5. Ciò posto, si osserva tuttavia che il provvedimento impugnato in primo grado, pur senza menzionare esplicitamente la norma, se ne dà comunque carico, in quanto attesta di avere verificato che «lo straniero non ha vincoli familiari con persone presenti sul territorio nazionale, vive con un amico e frequenta prevalentemente connazionali, non risulta positivamente inserito nel contesto sociale».

Quindi non si può dire che la Questura abbia assunto come dirimente il fatto della condanna penale, trascurando di valutare altri elementi.

6. Quanto al merito delle motivazioni testé citate, si osserva che non risultano positivamente contraddette dall’appellante, se non per quanto riguarda l’aspetto dell’”inserimento sociale” che a suo dire sarebbe emerso positivamente dagli atti del processo penale. Nondimeno, a questo proposito non si può sfuggire alla considerazione che dagli atti del processo penale è emerso soprattutto che l’interessato sfruttava abitualmente la prostituzione. A parte ciò, si potrà forse addebitare alla motivazione del Questore una certa sommarietà, ma il giudizio sulla sua adeguatezza non può prescindere dalla notevole gravità della condanna penale. Gravità che risulta sia dal titolo del reato che dall’entità della pena.

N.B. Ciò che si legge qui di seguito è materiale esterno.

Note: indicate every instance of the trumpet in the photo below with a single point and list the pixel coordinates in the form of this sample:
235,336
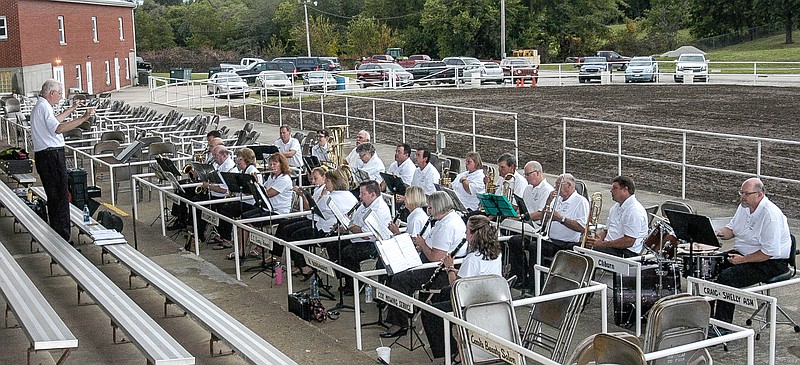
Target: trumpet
509,184
595,206
439,269
489,179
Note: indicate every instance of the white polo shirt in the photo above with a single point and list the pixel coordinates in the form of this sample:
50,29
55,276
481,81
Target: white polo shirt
766,229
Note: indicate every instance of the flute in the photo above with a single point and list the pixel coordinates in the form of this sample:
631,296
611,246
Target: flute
439,269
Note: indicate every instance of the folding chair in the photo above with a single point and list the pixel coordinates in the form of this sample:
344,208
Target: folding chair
677,320
610,349
484,301
765,307
552,323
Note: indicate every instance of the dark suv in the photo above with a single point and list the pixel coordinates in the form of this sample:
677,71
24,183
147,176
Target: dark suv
249,74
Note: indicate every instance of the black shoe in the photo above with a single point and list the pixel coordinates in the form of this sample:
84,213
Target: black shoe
399,331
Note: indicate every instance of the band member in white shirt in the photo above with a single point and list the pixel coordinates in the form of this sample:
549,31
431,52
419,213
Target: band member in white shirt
469,183
289,147
426,174
402,167
626,228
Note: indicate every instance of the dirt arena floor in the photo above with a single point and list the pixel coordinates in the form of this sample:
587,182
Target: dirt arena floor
765,112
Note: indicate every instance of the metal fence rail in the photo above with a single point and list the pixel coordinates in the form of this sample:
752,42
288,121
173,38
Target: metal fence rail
683,135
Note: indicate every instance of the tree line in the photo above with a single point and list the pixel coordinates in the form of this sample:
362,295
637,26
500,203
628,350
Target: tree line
210,30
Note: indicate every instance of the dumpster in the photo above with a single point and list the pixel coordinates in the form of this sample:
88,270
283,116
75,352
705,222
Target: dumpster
142,76
177,73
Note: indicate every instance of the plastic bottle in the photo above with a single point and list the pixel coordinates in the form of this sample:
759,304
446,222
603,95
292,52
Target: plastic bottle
368,294
279,275
314,288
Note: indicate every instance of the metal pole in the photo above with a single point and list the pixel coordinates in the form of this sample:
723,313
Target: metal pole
502,29
308,34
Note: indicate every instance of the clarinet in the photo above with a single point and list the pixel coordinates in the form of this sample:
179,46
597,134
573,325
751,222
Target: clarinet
439,269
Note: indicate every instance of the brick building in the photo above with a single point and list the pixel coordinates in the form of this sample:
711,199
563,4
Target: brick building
85,44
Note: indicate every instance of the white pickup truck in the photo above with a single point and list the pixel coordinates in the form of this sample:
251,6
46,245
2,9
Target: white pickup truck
243,64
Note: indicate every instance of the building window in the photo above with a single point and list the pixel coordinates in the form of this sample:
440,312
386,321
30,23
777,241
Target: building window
108,73
78,77
121,32
62,37
4,27
94,29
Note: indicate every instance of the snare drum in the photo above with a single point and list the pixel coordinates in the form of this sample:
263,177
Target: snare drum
662,241
705,267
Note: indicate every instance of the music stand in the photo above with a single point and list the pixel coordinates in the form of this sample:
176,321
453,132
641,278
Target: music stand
125,157
692,228
263,151
167,165
456,201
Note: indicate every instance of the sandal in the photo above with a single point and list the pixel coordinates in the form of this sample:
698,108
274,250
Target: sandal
222,245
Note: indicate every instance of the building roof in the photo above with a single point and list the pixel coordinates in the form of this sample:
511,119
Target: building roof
120,3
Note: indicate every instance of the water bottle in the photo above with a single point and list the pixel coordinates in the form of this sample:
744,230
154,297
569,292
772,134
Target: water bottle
368,294
279,275
314,288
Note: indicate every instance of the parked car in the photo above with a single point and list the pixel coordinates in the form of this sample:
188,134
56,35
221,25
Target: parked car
379,74
319,80
456,65
143,65
275,82
694,62
642,69
428,72
227,84
486,71
592,68
519,68
255,69
335,61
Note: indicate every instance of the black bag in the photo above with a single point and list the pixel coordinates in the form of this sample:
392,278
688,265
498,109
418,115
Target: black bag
110,220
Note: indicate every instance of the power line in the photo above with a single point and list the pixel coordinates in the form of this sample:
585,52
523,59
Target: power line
354,17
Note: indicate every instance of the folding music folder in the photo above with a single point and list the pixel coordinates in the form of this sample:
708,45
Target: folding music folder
497,205
398,253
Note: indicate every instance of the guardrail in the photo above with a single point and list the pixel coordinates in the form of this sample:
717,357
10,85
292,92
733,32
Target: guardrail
383,117
681,141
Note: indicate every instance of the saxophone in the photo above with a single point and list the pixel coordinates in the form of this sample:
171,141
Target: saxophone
595,206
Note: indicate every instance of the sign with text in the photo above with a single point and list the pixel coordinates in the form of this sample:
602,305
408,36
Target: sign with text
260,240
500,351
728,294
394,301
319,265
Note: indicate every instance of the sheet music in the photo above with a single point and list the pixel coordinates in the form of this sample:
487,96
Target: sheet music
381,231
398,253
343,219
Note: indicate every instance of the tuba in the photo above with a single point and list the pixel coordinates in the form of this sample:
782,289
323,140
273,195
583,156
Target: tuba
336,143
509,184
491,188
595,206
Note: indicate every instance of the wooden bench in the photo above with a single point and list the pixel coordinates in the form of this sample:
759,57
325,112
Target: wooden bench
220,324
42,325
152,340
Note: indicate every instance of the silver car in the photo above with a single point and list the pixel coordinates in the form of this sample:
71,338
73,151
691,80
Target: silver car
486,71
227,84
642,69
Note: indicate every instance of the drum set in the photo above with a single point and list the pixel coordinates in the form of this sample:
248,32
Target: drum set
661,275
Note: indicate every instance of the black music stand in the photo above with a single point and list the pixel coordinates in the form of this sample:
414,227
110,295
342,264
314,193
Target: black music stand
691,228
125,157
263,151
344,221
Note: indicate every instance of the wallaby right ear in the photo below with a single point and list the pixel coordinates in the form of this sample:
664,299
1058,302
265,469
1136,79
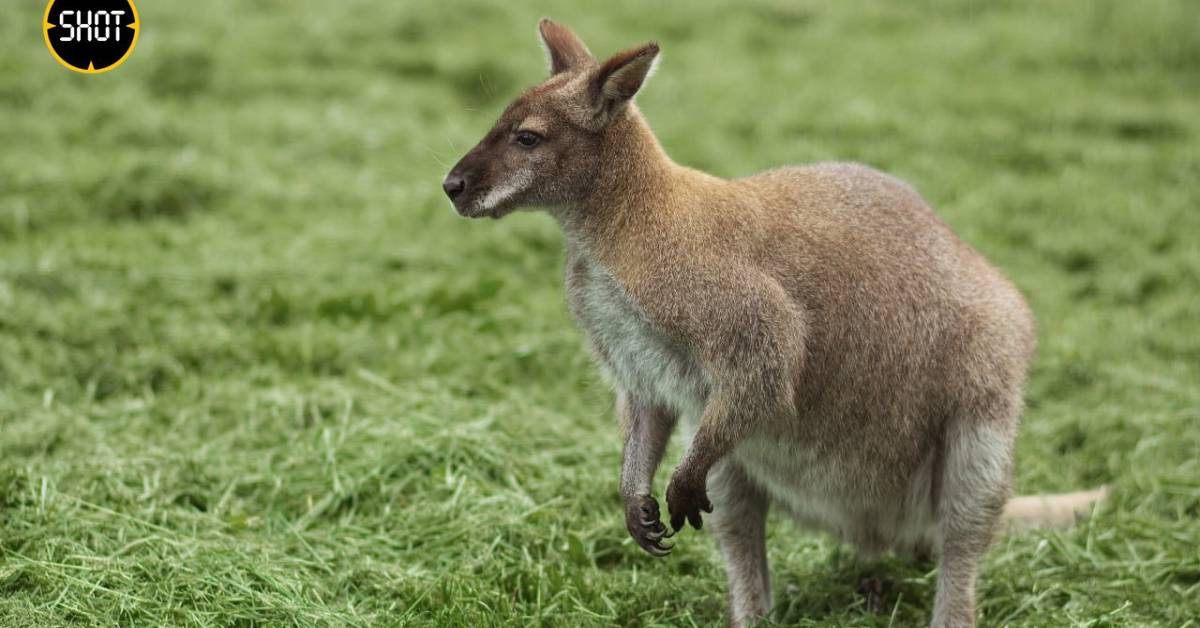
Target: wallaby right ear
619,78
567,51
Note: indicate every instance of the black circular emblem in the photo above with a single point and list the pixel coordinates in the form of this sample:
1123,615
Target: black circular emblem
90,36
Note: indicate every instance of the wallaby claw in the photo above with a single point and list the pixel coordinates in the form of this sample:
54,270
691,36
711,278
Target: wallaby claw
685,503
642,519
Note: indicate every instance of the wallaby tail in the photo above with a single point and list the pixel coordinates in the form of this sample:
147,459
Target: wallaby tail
1061,510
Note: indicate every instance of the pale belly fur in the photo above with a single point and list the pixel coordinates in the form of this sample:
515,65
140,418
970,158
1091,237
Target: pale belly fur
646,364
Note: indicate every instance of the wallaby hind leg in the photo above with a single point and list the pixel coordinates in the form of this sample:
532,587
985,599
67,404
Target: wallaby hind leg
975,485
739,524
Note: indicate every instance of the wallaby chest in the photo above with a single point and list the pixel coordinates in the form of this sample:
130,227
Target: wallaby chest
634,352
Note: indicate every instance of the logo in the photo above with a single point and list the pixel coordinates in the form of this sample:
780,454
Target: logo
90,36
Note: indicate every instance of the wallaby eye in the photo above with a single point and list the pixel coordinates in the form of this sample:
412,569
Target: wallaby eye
527,138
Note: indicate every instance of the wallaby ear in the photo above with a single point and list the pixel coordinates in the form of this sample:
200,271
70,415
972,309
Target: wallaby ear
619,78
565,49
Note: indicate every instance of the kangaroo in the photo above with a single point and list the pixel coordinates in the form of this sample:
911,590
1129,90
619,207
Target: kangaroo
826,341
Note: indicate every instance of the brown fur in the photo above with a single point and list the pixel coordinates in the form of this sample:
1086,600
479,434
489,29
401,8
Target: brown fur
827,341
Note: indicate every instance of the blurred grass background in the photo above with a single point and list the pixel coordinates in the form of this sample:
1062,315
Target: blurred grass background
253,371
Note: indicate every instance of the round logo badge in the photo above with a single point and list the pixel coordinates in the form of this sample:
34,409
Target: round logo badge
90,36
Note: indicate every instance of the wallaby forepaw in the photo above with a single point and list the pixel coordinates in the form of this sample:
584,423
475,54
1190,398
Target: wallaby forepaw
645,524
687,500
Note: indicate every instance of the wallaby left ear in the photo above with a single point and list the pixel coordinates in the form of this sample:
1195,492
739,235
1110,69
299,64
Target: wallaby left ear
565,49
619,78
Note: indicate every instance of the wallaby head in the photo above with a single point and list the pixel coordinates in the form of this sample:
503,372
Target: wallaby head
550,143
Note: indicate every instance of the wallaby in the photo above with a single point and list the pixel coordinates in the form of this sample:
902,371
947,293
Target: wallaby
827,342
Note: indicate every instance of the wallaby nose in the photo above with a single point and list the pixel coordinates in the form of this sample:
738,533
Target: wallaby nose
454,185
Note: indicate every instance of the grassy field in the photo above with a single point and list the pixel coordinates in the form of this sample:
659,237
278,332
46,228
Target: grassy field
253,371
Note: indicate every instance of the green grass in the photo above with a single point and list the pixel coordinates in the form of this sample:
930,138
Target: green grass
255,372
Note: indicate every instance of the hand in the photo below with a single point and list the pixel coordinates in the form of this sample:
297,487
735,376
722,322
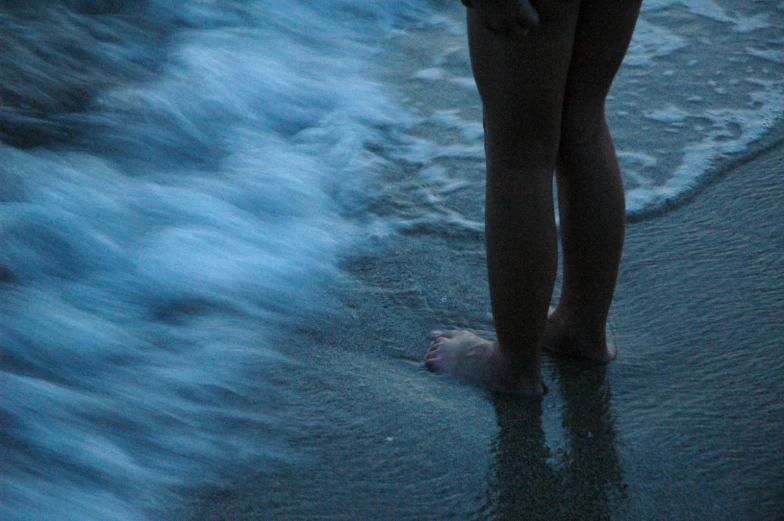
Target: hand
509,18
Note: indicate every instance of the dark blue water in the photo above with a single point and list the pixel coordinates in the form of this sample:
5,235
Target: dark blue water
179,180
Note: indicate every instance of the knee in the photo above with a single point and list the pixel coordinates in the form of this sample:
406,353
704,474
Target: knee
522,141
583,127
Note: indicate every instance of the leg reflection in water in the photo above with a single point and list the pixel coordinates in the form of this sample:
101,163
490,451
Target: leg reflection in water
529,481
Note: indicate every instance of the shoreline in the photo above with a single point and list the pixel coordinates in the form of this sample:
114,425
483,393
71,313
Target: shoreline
682,425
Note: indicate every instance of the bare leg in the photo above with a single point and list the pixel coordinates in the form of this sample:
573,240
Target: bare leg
521,83
590,190
543,99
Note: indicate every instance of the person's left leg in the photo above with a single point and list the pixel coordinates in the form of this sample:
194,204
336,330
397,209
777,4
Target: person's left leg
521,83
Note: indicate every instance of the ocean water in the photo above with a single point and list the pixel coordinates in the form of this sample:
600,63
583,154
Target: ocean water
179,182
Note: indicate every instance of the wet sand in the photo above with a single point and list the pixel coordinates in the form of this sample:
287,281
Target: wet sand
685,424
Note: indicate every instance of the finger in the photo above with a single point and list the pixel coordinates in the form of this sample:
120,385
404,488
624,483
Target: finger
527,15
517,31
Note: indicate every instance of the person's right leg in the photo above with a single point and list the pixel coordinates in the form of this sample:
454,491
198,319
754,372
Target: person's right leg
590,189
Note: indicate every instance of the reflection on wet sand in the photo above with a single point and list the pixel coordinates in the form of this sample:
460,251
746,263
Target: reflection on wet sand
528,482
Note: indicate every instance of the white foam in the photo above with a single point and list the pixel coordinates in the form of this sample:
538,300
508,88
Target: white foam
650,42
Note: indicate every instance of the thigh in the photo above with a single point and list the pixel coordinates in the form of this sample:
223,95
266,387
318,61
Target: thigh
602,36
521,82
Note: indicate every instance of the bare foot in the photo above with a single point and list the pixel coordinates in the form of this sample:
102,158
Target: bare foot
571,339
477,361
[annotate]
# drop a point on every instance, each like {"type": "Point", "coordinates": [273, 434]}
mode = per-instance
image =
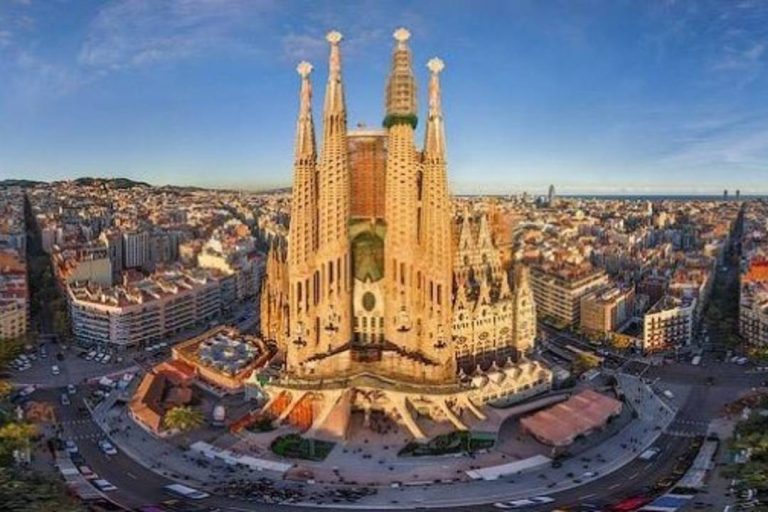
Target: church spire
{"type": "Point", "coordinates": [334, 92]}
{"type": "Point", "coordinates": [401, 86]}
{"type": "Point", "coordinates": [305, 129]}
{"type": "Point", "coordinates": [434, 145]}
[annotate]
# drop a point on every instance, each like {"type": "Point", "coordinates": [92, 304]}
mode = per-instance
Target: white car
{"type": "Point", "coordinates": [514, 504]}
{"type": "Point", "coordinates": [107, 447]}
{"type": "Point", "coordinates": [88, 473]}
{"type": "Point", "coordinates": [70, 446]}
{"type": "Point", "coordinates": [104, 485]}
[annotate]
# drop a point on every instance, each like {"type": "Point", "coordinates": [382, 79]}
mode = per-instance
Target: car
{"type": "Point", "coordinates": [104, 485]}
{"type": "Point", "coordinates": [107, 447]}
{"type": "Point", "coordinates": [514, 504]}
{"type": "Point", "coordinates": [71, 447]}
{"type": "Point", "coordinates": [88, 473]}
{"type": "Point", "coordinates": [27, 391]}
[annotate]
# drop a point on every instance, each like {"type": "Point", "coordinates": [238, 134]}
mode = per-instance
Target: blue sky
{"type": "Point", "coordinates": [594, 96]}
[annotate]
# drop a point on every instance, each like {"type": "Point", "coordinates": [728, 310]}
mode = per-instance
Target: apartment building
{"type": "Point", "coordinates": [14, 295]}
{"type": "Point", "coordinates": [753, 303]}
{"type": "Point", "coordinates": [558, 291]}
{"type": "Point", "coordinates": [146, 310]}
{"type": "Point", "coordinates": [604, 311]}
{"type": "Point", "coordinates": [669, 324]}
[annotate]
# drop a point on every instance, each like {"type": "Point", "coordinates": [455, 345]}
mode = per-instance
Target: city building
{"type": "Point", "coordinates": [361, 301]}
{"type": "Point", "coordinates": [605, 311]}
{"type": "Point", "coordinates": [669, 324]}
{"type": "Point", "coordinates": [558, 291]}
{"type": "Point", "coordinates": [146, 310]}
{"type": "Point", "coordinates": [580, 415]}
{"type": "Point", "coordinates": [14, 295]}
{"type": "Point", "coordinates": [223, 358]}
{"type": "Point", "coordinates": [753, 303]}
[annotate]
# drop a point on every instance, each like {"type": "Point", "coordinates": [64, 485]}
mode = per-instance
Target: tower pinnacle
{"type": "Point", "coordinates": [434, 145]}
{"type": "Point", "coordinates": [334, 94]}
{"type": "Point", "coordinates": [305, 130]}
{"type": "Point", "coordinates": [401, 86]}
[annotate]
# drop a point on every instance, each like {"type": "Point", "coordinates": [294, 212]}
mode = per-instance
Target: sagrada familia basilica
{"type": "Point", "coordinates": [381, 301]}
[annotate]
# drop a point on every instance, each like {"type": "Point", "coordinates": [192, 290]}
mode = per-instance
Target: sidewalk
{"type": "Point", "coordinates": [170, 460]}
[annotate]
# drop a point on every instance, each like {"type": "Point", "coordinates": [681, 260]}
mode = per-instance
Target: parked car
{"type": "Point", "coordinates": [104, 485]}
{"type": "Point", "coordinates": [88, 473]}
{"type": "Point", "coordinates": [107, 447]}
{"type": "Point", "coordinates": [71, 447]}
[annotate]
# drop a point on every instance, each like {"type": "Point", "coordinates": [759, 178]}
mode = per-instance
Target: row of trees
{"type": "Point", "coordinates": [752, 435]}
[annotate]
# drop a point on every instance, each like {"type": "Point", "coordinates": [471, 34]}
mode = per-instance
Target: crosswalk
{"type": "Point", "coordinates": [81, 429]}
{"type": "Point", "coordinates": [688, 428]}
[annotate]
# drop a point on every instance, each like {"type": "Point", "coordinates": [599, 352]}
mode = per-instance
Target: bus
{"type": "Point", "coordinates": [183, 491]}
{"type": "Point", "coordinates": [649, 454]}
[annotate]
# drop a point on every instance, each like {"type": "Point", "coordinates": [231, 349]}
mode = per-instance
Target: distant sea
{"type": "Point", "coordinates": [662, 197]}
{"type": "Point", "coordinates": [637, 197]}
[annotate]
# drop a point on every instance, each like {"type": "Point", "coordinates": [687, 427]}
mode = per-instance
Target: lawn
{"type": "Point", "coordinates": [454, 442]}
{"type": "Point", "coordinates": [294, 446]}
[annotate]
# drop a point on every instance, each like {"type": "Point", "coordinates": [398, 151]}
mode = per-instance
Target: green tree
{"type": "Point", "coordinates": [5, 389]}
{"type": "Point", "coordinates": [15, 435]}
{"type": "Point", "coordinates": [34, 492]}
{"type": "Point", "coordinates": [183, 418]}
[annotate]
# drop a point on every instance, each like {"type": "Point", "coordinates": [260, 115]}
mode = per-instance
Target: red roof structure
{"type": "Point", "coordinates": [581, 414]}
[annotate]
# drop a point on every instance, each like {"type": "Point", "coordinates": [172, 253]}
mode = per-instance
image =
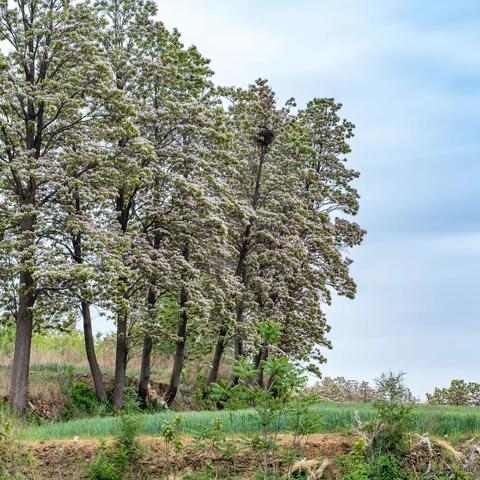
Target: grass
{"type": "Point", "coordinates": [456, 422]}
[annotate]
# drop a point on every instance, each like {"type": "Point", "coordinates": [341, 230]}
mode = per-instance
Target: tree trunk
{"type": "Point", "coordinates": [23, 341]}
{"type": "Point", "coordinates": [217, 356]}
{"type": "Point", "coordinates": [180, 350]}
{"type": "Point", "coordinates": [262, 356]}
{"type": "Point", "coordinates": [147, 341]}
{"type": "Point", "coordinates": [91, 355]}
{"type": "Point", "coordinates": [120, 362]}
{"type": "Point", "coordinates": [238, 335]}
{"type": "Point", "coordinates": [145, 371]}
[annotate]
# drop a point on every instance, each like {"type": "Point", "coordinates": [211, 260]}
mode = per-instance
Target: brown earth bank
{"type": "Point", "coordinates": [69, 459]}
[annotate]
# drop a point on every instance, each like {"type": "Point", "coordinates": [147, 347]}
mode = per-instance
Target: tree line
{"type": "Point", "coordinates": [133, 186]}
{"type": "Point", "coordinates": [340, 389]}
{"type": "Point", "coordinates": [459, 393]}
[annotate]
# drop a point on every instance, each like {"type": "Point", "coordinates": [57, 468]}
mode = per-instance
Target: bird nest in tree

Inoltre conviene notare che il ricorrente non deduce, ad esempio, di aver perduto ogni riferimento e legame con la terra di origine; anzi da un documento prodotto dalla sua difesa (doc. 6) sembra doversi desumere che sia tuttora iscritto all’anagrafe del luogo di nascita, nello stato di famiglia dei genitori. A differenza di altre situazioni che vengono all’esame del giudice amministrativo, non si può dunque dire che il rientro nella patria di origine sia ostacolato dall’impossibilità di rintracciarvi legami familiari e relazioni sociali.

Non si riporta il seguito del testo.